RIO DE JANEIRO — Rio de Janeiro inaugurated a Holocaust memorial that includes a 72-foot-tall tower and overlooks the Sugarloaf Mountain, one of South America’s most famous landmarks.

A rendering of the new Holocaust memorial in Rio de Janeiro. (Memorial to the Victims of the Holocaust/Deputy Gerson Bergher)

Several government officials and Jewish communal representatives attended an inauguration event in Brazil’s second largest city on Sunday, Dec. 13.

Brazil’s Secretary of Communications Fabio Wajngarten, who is Jewish, represented President Jair Bolsonaro.

“I am a grandson of Holocaust survivors. My grandmother had a number tattooed on her arm and what she told me I will never forget. We cannot forget the atrocities of the Holocaust,” Wajngarten said.

The memorial’s tower is divided into 10 parts, representing the Ten Commandments. At its base, the sentence “Thou shalt not kill” is written.

A large underground space houses a high-tech interactive exhibition area.

Brazil’s Supreme Court president, Judge Luiz Fux, stressed that one cannot remain indifferent to the pain of others and quoted Holocaust survivor Elie Wiesel.

“Indifference is the greatest danger for humankind. All of this was due to indifference. Not remembering the Holocaust means killing these people again,” said Fux, a Rio-born grandson of Romanian Jewish refugees who became the first Jewish president of Brazil’s highest court earlier this year.

The memorial is located at the peak of the Yitzhak Rabin park, which was itself inaugurated by the widow of Israel’s murdered prime minister, Leah Rabin, in 1996.

The venue offers a breathtaking view of the picturesque Sugarloaf mountain.

Funded by the private sector, the memorial was conceptualized by late Rio city council member Gerson Bergher. His widow and recently reelected Rio council member Teresa Bergher stressed the memorial’s educational purposes.

“Our intention is that public schools can make constant visits to the memorial, so that students of the municipal and state network will know better what the Holocaust and the Nazi regime were,” she said.

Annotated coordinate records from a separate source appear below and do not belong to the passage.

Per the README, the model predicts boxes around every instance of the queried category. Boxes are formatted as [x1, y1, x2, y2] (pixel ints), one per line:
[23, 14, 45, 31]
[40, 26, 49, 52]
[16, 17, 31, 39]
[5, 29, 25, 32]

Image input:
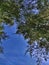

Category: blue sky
[0, 24, 49, 65]
[0, 22, 35, 65]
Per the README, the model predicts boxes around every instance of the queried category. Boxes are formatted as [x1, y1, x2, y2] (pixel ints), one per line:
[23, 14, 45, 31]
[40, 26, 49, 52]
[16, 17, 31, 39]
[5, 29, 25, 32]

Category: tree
[0, 0, 49, 64]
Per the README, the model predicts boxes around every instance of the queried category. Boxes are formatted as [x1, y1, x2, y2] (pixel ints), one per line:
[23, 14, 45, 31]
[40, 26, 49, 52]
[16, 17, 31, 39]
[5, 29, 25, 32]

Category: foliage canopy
[0, 0, 49, 64]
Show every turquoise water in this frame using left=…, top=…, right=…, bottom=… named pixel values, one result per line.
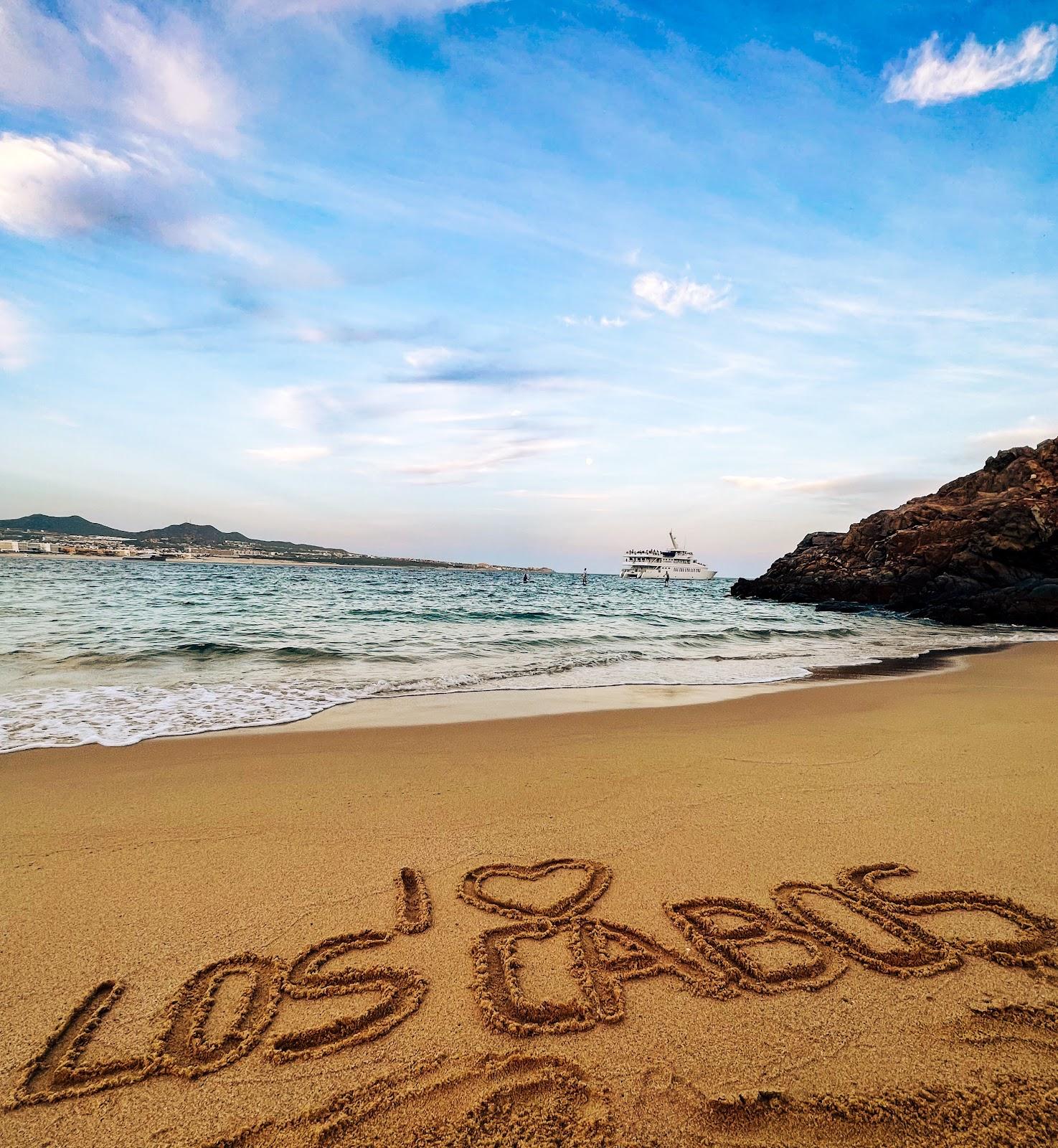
left=0, top=557, right=1039, bottom=751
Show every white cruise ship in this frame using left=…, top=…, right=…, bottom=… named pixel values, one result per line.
left=620, top=530, right=716, bottom=582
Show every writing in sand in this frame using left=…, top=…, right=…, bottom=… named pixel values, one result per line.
left=7, top=857, right=1058, bottom=1109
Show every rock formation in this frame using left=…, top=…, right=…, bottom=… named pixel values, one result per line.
left=731, top=438, right=1058, bottom=626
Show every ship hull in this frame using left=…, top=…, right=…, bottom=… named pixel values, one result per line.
left=620, top=568, right=716, bottom=582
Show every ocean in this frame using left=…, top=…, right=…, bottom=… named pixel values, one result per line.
left=0, top=558, right=1052, bottom=752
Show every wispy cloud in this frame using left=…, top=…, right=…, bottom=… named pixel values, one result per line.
left=641, top=423, right=746, bottom=438
left=256, top=386, right=350, bottom=432
left=0, top=132, right=181, bottom=239
left=245, top=443, right=331, bottom=466
left=404, top=347, right=455, bottom=371
left=721, top=474, right=936, bottom=513
left=632, top=271, right=731, bottom=318
left=232, top=0, right=488, bottom=23
left=0, top=132, right=336, bottom=286
left=884, top=24, right=1058, bottom=108
left=0, top=0, right=242, bottom=155
left=396, top=435, right=584, bottom=482
left=970, top=415, right=1058, bottom=450
left=560, top=314, right=628, bottom=329
left=0, top=298, right=29, bottom=371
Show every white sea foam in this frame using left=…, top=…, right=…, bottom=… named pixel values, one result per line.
left=0, top=560, right=1054, bottom=752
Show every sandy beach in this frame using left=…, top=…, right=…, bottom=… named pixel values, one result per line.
left=0, top=643, right=1058, bottom=1148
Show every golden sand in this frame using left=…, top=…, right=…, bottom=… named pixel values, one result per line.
left=0, top=644, right=1058, bottom=1148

The Berghers’ son Ary, a former president of the Rio Jewish federation, reminded those at the event of his father’s 30-year dedication to building the memorial.

“He fought to leave a legacy for humanity. The memorial is a dream come true,” Ary Bergher said.

The memorial is expected to host national and international exhibitions with themes that concern the defense of human rights, tolerance and humanism. 

It will work in cooperation with other major institutions of its kind, including Holocaust museums in Jerusalem and Washington, and the Anne Frank House in Amsterdam.

Rio mayor Marcelo Crivella, a fervent Evangelical Christian and a longtime pro-Israel friend of the Jewish community, laid the memorial cornerstone in 2017.

Rio is home to some 35,000 Jews. About half of Brazil’s 120,000-member Jewish community lives in Sao Paulo.